La réflexion sur l’autorité et le rapport au pouvoir devraient donc être plus généralisés dans la formation des citoyens. Cette formation passerait sans doute sur une forme de travail collaboratif plus importante, à l’école comme au travail.
Au travail, là où réside encore plus la place du cadre, c’est donc d’organiser cette collaboration, qui peut permettre à une décision « de faire autorité ».

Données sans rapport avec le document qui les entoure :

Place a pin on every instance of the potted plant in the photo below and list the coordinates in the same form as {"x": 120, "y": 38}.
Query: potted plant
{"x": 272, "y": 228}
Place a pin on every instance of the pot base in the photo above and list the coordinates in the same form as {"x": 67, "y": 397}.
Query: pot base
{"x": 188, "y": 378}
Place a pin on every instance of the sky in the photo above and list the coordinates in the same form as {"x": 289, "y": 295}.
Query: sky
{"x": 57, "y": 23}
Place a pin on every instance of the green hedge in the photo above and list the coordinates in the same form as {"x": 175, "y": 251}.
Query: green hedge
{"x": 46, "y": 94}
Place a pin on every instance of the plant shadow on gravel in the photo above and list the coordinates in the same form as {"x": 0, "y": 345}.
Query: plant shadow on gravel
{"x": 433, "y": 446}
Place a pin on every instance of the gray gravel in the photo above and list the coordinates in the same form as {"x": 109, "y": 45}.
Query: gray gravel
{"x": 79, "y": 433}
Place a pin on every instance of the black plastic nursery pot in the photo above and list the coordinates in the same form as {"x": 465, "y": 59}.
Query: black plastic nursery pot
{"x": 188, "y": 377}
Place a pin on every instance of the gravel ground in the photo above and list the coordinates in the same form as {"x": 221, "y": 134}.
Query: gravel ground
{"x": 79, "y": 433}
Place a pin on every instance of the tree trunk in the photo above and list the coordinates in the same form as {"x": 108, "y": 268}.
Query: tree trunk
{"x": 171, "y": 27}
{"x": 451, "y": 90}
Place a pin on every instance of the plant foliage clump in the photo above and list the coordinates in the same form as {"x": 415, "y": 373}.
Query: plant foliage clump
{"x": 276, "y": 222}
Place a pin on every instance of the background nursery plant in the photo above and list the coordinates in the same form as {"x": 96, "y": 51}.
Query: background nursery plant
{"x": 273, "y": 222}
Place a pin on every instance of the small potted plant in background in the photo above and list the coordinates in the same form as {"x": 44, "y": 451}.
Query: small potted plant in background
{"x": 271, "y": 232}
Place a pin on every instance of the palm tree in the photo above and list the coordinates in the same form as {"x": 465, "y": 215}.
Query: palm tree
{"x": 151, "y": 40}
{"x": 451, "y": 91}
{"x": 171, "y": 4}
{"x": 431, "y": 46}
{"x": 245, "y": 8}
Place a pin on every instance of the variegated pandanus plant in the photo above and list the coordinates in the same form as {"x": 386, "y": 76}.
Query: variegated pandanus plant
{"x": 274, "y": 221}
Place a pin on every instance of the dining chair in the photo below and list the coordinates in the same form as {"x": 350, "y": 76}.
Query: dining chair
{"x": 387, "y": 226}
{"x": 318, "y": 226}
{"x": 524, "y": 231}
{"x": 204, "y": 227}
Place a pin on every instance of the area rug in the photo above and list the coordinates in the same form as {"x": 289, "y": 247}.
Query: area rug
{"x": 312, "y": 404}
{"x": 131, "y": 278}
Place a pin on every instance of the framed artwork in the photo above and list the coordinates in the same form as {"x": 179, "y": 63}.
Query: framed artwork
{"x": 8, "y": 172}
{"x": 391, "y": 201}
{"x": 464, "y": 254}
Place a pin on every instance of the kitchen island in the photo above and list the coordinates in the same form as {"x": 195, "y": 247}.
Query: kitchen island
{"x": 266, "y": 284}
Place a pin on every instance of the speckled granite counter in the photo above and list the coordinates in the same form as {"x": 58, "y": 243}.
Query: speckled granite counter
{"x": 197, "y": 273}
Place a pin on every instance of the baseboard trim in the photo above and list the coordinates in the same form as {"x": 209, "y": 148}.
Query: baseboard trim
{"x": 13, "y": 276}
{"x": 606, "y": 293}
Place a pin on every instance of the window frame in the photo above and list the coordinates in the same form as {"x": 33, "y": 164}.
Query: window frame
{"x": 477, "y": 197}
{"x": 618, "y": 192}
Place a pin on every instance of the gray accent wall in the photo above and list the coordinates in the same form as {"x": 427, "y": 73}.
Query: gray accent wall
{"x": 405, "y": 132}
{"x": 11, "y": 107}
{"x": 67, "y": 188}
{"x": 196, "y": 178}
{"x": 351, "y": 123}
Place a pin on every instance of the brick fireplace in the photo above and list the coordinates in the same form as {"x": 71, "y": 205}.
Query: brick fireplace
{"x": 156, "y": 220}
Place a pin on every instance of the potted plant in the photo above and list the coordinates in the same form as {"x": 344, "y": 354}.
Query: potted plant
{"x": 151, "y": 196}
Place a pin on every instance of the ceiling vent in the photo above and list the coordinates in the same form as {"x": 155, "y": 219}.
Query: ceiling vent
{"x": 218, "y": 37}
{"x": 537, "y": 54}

Le travail essentiel sur les fiches de poste et de délégation est primordial pour construire l’espace de la collégialité. Je crois également que les logiques de normalisation, procédurisation ont tellement infusé notre secteur que l’on ne trouve plus l’espace de la discussion et de la construction d’une position collective. On a parfois réussi à construire des exécutants sans espace de réflexion.
Nous sommes passés une fois de plus d’un extrême à l’autre en termes d’organisation du travail et on sent une tentative de rééquilibrage.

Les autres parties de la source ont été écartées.